Each bowler let England down in his own way. Jimmy Anderson forgot that he is at his best pitching the ball up. Stuart Broad unaccountably spoon-fed Phillip Hughes. Andrew Flintoff briefly rode a wave of popular raucousness, then reverted to unpenetrative type and is now injured once more. Graeme Swann overpitched; Monty Panesar lacked verve - and both spinners bowled too fast. They probably didn't go into this game thinking they would learn anything off Hauritz, but Ashes cricket evidently retains its capacity to surprise.
Kevin Mitchell, in the same paper, doesn't think too much of Andrew Strauss's captaincy, and feels that the draw cannot hide his inadequacies as captain.

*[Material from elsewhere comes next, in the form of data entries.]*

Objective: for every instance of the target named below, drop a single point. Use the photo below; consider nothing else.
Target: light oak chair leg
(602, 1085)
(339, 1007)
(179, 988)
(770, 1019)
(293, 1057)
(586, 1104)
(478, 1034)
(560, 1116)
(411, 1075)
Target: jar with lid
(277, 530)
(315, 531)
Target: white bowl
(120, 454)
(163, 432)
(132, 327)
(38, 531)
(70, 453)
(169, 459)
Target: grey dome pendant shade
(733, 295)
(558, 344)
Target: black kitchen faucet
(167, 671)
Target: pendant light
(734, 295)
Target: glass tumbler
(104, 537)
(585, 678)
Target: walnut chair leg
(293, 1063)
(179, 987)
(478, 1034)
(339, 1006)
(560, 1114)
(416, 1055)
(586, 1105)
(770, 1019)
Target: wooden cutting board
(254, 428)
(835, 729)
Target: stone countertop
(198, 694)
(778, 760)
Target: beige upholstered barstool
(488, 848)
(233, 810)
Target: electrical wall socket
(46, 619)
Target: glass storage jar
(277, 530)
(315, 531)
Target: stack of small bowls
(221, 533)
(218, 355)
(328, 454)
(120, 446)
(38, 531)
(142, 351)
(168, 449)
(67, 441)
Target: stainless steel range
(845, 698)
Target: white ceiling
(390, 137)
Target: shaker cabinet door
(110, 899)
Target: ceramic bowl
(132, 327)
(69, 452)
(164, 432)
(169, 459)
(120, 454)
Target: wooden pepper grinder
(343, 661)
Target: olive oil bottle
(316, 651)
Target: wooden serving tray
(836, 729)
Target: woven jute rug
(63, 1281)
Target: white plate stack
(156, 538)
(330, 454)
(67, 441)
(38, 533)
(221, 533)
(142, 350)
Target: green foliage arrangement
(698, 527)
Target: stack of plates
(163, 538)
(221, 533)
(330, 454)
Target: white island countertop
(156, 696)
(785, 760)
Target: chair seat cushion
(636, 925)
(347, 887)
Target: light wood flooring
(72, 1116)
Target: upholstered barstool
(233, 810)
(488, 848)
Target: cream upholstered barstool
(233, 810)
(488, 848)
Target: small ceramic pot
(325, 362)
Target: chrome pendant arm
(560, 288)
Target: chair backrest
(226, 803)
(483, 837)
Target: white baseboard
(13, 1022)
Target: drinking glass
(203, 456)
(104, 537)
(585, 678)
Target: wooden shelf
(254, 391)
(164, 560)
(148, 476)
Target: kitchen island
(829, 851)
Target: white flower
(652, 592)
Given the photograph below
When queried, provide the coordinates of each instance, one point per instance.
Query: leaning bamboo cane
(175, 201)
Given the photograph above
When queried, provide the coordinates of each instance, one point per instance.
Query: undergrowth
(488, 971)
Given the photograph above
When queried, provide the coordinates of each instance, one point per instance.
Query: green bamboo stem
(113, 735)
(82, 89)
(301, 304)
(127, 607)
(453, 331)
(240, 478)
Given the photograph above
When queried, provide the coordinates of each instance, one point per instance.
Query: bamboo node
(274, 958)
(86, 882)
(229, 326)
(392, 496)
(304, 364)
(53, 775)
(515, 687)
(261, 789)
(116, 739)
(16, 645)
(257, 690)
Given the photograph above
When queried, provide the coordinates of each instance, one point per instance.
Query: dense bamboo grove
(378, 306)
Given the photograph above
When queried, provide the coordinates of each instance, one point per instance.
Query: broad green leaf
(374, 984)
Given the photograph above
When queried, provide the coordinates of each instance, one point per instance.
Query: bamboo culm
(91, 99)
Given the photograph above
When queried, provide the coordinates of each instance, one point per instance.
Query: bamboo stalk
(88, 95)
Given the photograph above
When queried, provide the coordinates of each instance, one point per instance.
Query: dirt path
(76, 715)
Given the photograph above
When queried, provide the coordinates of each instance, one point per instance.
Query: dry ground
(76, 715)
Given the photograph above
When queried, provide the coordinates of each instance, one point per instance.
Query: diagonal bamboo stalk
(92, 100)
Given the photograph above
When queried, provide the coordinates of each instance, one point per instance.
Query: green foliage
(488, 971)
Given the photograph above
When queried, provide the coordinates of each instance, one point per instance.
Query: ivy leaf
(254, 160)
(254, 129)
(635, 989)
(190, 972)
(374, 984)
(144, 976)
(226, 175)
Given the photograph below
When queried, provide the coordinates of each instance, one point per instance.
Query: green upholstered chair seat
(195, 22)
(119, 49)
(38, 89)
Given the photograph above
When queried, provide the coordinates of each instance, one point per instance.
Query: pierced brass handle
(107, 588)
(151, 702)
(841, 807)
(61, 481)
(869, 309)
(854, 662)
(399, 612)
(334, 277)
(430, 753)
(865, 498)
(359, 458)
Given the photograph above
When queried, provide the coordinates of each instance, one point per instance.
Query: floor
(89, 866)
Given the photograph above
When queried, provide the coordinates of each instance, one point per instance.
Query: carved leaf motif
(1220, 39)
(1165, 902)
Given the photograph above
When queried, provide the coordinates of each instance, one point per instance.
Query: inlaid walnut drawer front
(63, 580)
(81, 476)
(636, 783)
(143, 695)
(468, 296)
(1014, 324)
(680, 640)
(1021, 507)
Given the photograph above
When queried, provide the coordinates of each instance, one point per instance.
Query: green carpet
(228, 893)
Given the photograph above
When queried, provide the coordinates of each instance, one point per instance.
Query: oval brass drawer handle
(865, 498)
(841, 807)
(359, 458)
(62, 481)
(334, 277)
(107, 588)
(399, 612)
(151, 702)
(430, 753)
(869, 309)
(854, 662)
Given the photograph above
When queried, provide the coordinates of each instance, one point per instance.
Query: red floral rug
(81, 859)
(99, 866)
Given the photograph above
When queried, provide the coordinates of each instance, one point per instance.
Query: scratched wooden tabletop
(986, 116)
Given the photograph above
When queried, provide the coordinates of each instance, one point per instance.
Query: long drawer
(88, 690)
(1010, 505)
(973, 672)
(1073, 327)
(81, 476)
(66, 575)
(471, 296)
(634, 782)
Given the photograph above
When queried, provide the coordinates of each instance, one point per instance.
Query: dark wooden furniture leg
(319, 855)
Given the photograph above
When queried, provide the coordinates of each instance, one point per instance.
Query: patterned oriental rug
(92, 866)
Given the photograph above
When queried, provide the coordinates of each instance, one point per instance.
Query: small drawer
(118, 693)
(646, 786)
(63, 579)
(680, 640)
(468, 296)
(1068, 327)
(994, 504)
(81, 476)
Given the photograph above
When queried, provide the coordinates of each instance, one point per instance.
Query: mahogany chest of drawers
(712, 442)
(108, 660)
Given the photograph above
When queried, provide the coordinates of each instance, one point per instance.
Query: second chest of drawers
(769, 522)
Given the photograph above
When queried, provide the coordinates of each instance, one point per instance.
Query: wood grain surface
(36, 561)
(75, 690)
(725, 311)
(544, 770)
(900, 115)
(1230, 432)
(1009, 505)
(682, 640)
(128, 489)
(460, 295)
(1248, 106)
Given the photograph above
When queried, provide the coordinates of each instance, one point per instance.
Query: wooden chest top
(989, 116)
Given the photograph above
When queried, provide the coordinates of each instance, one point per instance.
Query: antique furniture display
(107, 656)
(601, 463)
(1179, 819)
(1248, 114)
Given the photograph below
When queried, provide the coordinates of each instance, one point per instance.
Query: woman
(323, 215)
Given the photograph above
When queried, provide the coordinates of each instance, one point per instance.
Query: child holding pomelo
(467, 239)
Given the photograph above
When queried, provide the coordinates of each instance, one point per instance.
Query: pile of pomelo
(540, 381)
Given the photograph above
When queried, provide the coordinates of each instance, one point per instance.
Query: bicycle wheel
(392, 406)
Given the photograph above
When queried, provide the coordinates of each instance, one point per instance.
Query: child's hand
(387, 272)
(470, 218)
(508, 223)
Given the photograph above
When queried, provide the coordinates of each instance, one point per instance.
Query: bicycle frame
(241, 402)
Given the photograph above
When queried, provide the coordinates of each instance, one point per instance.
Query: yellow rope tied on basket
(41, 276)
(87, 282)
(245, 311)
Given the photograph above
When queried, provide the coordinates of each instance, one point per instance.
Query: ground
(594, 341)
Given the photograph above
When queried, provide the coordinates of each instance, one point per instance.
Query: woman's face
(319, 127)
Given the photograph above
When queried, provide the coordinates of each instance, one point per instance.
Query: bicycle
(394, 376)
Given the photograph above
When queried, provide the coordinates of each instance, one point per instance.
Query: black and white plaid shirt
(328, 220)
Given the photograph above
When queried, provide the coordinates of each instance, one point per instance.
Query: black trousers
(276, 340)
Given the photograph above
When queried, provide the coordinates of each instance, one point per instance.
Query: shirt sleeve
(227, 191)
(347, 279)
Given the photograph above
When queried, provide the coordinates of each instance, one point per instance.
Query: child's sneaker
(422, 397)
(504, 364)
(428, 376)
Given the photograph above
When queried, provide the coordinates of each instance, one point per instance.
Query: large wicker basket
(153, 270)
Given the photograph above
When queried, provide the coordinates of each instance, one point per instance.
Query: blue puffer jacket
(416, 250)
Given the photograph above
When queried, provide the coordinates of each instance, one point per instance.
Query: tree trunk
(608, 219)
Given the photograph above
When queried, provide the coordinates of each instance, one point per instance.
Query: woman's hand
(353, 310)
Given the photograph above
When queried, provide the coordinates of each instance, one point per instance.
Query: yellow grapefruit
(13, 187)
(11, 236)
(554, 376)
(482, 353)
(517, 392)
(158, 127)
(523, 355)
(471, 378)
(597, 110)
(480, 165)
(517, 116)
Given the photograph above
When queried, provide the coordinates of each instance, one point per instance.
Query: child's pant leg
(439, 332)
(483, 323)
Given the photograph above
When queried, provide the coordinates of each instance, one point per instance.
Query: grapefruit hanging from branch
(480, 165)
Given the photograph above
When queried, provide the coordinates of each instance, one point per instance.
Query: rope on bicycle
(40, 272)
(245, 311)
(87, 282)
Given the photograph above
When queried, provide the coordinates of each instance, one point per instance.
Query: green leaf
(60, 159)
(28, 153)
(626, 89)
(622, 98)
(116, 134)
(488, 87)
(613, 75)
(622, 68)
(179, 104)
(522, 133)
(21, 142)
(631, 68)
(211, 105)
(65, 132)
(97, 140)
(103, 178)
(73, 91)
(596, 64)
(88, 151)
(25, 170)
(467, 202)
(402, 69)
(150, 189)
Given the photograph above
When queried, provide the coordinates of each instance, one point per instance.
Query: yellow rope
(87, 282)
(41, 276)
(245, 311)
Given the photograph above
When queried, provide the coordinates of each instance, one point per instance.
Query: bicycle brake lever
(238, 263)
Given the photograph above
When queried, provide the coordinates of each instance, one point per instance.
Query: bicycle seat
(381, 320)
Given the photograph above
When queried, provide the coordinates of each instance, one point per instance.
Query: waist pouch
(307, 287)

He compares Strauss and Michael Vaughan, calling the retired batsman the 'near perfect captain of recent times'.
Strauss's field placings, meanwhile, ranged between unimaginative and puzzling and his bowling changes asked few hard questions. He was not helped by some ordinary bowling and idiot batting, but there was none the less a palpable sense of drift. Occasionally Strauss looked to the skies for the promised rain, the equivalent of a beaten boxer going to the ropes with his gloves around his head hoping the referee will rescue him from his torment. Muhammad Ali, as fine a boxer as he was, won many a bout with what might best be described as the power of his intellect, an intangible magic that drained his opponents of rational response. Vaughan did it to Ponting in 2005. If Strauss is to have even a chance of emulating him, he has to find sorcery from somewhere.